Viene fatta un’analisi interessante che varrà anche nel momento in cui qualche nostro onorevole buontempone presenterà la ventilata legge sulle intercettazioni telefoniche, almeno per alcune parti di essa.
Pone il dr. Angelo Ricciardi, estensore della sentenza, da un lato i diritti all’onore ed alla reputazione e dall’altro la libertà di opinione e la manifestazione del pensiero – tutelati dall’art. 21 della Costituzione-.
In tal modo giunge alla conclusione che il
“diritto di cronaca, avente per oggetto la narrazione tramite media di accadimenti reali, sulla base di un mero criterio di successione temporale e senza sistemazione scientifica, in ragione dell’interesse che rivestono per la generalità dei consociati, deve rispettare tre criteri perché possa escludersi l’antigiuridicità degli illeciti contro l’onore:
1- verità oggettiva dei fatti esposti (Cass. n.6877/2000; n. 5947/1997) o anche soltanto putativa se frutto di un serio e diligente lavoro di ricerca e verifica delle fonti (Cass. N. 2515/1999; n. 4871/1995; n. 841/1975);
2- utilità od oggettivo interesse alla conoscenza dei fatti da parte della pubblica opinione (teoria della pertinenza);
3- forma civile sia dell’esposizione che della valutazione, nel rispetto delle regole dell’obiettività e della correttezza dell’informazione (teoria della continenza)”.

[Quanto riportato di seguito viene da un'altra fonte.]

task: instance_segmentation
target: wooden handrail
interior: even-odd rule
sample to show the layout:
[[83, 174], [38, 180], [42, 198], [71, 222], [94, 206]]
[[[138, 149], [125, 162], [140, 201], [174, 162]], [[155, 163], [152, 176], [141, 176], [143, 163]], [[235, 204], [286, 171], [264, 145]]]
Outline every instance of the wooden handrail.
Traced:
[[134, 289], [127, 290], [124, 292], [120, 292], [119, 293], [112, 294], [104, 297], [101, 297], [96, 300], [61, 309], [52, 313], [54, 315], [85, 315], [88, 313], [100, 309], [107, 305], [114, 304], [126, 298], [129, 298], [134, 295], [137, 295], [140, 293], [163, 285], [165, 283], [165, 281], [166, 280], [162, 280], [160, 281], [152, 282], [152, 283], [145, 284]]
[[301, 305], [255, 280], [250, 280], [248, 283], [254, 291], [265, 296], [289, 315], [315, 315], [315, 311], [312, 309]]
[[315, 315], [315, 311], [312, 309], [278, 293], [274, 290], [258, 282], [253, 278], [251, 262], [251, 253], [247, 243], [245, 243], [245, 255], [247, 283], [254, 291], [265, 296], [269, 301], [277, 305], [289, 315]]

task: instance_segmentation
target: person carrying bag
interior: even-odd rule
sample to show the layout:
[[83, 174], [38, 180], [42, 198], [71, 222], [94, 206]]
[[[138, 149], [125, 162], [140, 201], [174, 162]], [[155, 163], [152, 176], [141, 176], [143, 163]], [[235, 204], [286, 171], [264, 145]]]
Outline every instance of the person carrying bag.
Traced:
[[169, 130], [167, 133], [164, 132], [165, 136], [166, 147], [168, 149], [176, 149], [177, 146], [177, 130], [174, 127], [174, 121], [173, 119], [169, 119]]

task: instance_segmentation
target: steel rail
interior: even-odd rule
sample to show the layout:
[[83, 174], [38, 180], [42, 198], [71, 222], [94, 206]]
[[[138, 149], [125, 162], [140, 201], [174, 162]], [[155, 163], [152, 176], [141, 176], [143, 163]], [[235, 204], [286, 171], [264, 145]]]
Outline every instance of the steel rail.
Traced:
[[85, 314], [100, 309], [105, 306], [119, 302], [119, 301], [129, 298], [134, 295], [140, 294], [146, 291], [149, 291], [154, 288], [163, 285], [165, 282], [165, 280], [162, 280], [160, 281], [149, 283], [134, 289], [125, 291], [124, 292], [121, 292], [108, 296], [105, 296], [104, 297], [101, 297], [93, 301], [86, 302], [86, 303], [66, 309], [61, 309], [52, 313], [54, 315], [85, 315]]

Rimane infine il diritto di critica che, invece, è di tutt’altra natura e non può che “essere il frutto di una valutazione prettamente soggettiva, in contrapposizione anche aspra di idee in relazione a fatti o giudizi espressi da altri e non può subire le limitazioni già viste per il diritto di cronaca (Cass. 334/1999) e si ritiene che sfugga alla possibilità di un giudizio di verità (Cass.penale 24/11/1993; Corte d’Appelli di Milano 22/05/2001) e che il limite della continenza formale sia attenuato dalla necessità di manifestare la propria opinione ed interpretazione personale dei fatti, anche se espressa in modo astrattamente offensivo e sgradito alla persona cui si riferisce (Cass, n,465/1996) purchè motivata (Cass. n.370/2002;n. 4109/1993)”.
Date queste premesse il giudicante non poteva non riconoscere come l’articolo “incriminato” dall’attore rientrasse nell’esercizio del diritto di critica.
Testualmente:
“…..l’articolo in esame rientra nell’esercizio del diritto di critica in quanto esprime, alla luce delle vicende personali e pubbliche dell’attore, la (soggettiva) valutazione della testata in ordine all’opportunità che la guida del governo italiano fosse assunta dall’on. Berlusconi all’esito delle elezioni politiche del 2001”.
SEGUE
P.S.: mi sono dilungato un po’ troppo in quanto so per certo che molti miei lettori hanno a loro volta un proprio blog in cui spesso e volentieri, come è giusto che sia, esercitano il diritto di cronaca, di critica e/o di satira politica. Qualunque idea politica abbiano. Conoscere e rispettare alcune regole giova a chi scrive per evitare delle querelle.